La reforma tributaria y la deuda pública
La reforma tributaria propuesta por el comando de Michelle Bachelet estará en el centro del debate de las elecciones presidenciales de noviembre, y de ser electa presidenta, copará la discusión pública el próximo año completo. No es para menos. La propuesta es radical en su planteamiento. Propone incrementar los impuestos en tres puntos del PIB; es decir, US$ 8.200 millones, para financiar una muy agresiva política de gastos en educación y para equilibrar el déficit estructural del Fisco, que este año alcanza a 1,2 puntos del PIB. A juzgar por lo que se observa en el inicio de la campaña de Evelyn Matthei, el comando ha dado señales de que su propuesta tributaria no contempla nuevas alzas de impuestos o no son una prioridad. Ello augura un debate polarizado, sin puentes de encuentro, lo que es inconveniente para el futuro del país.
Una forma de hallar cauces de encuentro es abrir el debate del financiamiento de los necesarios mayores gastos, considerando también el rol que puede cumplir la deuda pública y un eventual déficit fiscal permanente y sustentable.
Por razones que desconozco, mis colegas en el comando de la ex presidenta consideran que cualquier déficit fiscal permanente es el preludio de una debacle, y ello es totalmente erróneo. El Estado cuenta con un instrumento que nadie más posee. Puede endeudarse en forma permanente y sostenible, porque la deuda pública en una nación estable y próspera es un activo deseable en manos de los inversionistas privados, y ellos desean mantener dicha deuda en sus portafolios. Hasta ciertos montos razonables, el Fisco puede tener una deuda pública permanente como porcentaje del PIB. Como el PIB crece, también puede crecer la deuda pública, y ello permite sostener permanentemente un déficit fiscal. Por ejemplo, si el PIB crece 5% al año y la deuda pública es un 40% del PIB, entonces la deuda pública puede permanecer estable en el 40% del PIB creciendo en el mismo 5% al año, y, por ende, sustentando un déficit fiscal permanente de 2% del PIB (5% de 40%).
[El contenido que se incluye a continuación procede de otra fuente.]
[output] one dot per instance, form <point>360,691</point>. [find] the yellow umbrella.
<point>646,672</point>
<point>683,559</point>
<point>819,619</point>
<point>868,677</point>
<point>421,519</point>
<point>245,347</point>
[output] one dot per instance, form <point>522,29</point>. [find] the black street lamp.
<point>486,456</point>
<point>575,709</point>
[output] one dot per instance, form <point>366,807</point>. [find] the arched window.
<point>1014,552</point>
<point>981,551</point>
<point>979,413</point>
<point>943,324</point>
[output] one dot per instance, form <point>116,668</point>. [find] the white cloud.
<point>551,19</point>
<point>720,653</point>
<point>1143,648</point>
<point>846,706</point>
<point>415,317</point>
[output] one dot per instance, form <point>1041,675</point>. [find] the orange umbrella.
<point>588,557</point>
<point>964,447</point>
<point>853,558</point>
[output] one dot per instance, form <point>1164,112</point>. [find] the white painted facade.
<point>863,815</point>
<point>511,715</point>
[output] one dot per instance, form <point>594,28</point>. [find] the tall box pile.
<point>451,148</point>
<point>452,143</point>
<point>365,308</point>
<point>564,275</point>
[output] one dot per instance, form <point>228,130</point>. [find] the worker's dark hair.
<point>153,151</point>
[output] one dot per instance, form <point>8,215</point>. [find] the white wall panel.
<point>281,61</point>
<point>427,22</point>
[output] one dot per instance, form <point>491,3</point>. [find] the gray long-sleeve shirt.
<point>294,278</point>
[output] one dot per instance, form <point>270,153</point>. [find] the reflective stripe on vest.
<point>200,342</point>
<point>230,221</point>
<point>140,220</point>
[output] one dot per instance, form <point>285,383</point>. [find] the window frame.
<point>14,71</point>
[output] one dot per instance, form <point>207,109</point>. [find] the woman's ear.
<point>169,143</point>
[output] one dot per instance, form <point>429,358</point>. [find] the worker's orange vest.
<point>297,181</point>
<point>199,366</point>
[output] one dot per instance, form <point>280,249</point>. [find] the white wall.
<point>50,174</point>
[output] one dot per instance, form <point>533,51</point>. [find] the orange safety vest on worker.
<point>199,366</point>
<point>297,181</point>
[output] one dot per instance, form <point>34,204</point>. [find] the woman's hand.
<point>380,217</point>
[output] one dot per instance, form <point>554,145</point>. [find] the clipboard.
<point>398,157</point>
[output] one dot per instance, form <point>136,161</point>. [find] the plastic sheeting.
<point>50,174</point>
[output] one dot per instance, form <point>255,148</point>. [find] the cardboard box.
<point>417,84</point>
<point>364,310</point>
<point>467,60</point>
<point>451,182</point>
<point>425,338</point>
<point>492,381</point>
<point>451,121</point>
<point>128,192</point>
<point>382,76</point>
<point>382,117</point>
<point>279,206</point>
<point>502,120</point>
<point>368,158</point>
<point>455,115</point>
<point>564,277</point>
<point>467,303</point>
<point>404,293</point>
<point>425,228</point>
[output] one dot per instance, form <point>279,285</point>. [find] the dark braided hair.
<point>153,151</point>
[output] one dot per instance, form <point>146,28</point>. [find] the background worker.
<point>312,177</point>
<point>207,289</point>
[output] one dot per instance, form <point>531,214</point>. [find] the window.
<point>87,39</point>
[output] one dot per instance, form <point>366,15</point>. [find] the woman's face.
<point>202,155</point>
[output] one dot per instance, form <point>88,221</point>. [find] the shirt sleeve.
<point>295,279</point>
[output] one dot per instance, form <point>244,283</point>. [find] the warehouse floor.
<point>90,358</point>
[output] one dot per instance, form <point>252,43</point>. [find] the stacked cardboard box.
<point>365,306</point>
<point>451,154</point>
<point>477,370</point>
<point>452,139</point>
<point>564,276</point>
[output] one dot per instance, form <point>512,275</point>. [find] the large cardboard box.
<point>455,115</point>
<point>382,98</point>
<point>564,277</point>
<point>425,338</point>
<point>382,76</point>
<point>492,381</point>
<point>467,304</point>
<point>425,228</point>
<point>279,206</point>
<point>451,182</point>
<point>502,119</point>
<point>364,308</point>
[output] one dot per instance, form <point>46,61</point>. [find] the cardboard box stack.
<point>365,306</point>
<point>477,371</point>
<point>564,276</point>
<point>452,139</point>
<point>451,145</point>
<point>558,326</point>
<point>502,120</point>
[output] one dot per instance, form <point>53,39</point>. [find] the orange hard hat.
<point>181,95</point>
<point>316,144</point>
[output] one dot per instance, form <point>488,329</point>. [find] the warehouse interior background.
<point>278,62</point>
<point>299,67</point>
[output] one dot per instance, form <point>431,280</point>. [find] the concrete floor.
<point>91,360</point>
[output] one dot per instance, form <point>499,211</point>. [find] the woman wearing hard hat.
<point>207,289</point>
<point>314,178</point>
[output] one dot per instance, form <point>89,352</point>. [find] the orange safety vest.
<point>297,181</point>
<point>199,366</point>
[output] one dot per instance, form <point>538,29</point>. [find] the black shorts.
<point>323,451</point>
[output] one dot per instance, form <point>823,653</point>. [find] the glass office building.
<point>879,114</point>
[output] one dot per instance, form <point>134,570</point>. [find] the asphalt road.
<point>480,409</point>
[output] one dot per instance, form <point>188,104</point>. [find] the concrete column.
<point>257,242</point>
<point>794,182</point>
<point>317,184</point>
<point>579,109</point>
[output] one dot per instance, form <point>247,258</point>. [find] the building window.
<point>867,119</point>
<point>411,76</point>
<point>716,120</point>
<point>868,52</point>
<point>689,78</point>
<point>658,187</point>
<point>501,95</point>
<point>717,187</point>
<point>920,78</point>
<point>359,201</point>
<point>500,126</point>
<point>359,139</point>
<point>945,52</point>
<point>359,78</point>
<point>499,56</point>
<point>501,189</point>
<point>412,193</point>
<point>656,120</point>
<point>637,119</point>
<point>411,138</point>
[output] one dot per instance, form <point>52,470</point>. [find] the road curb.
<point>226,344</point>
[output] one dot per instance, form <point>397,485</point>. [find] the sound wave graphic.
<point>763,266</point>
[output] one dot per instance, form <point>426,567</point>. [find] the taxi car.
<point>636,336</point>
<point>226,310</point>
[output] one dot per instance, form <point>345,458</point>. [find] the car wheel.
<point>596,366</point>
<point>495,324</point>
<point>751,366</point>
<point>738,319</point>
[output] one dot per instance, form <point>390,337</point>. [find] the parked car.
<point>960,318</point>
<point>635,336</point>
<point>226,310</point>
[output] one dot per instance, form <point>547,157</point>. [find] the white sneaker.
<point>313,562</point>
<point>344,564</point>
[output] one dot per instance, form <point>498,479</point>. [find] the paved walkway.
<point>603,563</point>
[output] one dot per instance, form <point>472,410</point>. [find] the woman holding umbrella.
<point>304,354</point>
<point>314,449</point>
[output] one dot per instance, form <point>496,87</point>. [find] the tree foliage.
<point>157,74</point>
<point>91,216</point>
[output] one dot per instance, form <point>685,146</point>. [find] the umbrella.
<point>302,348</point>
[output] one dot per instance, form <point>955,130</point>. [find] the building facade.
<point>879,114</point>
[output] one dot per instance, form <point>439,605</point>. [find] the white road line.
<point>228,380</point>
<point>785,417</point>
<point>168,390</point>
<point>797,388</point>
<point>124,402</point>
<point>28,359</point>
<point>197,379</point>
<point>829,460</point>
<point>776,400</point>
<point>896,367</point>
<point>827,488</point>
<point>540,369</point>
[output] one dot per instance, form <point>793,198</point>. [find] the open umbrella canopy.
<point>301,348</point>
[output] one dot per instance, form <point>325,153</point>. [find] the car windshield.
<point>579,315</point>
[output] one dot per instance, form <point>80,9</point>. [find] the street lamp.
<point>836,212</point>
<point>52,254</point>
Evidentemente, excepto que la tasa de interés de la deuda pública sea inferior al crecimiento del PIB, los intereses de la deuda serían algo mayor a este déficit, exigiendo que el Fisco tenga un superávit primario (superávit sin contar los intereses) una vez alcanzado el nivel deseable.
El tema de fondo que deseo plantear es que al considerar la definición de la deuda pública como parte de la política fiscal, se abren muchas opciones de transición para incrementar los gastos sin necesidad de tener que financiar la totalidad de ese mayor gasto con nuevos impuestos ahora, gravando a las actuales generaciones. Es posible postergar esa decisión y gravar a futuras generaciones, con seguridad más ricas que las actuales. Sólo el Estado cuenta con este “señoriaje” de la deuda pública que permite transferir a las futuras generaciones parte de las exigencias del desarrollo que precisamente beneficiará a dichas generaciones.
Es decir, al considerar una política adecuada de endeudamiento público, se abren opciones de transición más suaves; por ejem- plo, postergando las alzas de impuestos por 10 años, o considerando ese período de tiempo para lograr gradualmente los incrementos. La propuesta del comando de la ex presidenta contempla incrementos muy significativos en cuatro años. Ello puede estancar el crecimiento si no se inserta en el contexto de un acuerdo amplio y, al contrario, se impone por obra y gracia de su propia popularidad. Por desgracia para ella, las decisiones de inversión no son una decisión democrática y deben ejecutarlas los empresarios que se verán afectados directamente por la reforma.
La discusión en Chile es extrema e ignora estos aspectos de la política fiscal. Es una inercia de nuestro subdesarrollo y no se condice con la solidez institucional de la economía chilena. Es de esperar que los colegas que participan en los comandos puedan tender puentes de encuentro para mirar con renovados criterios la política fiscal que el país necesita.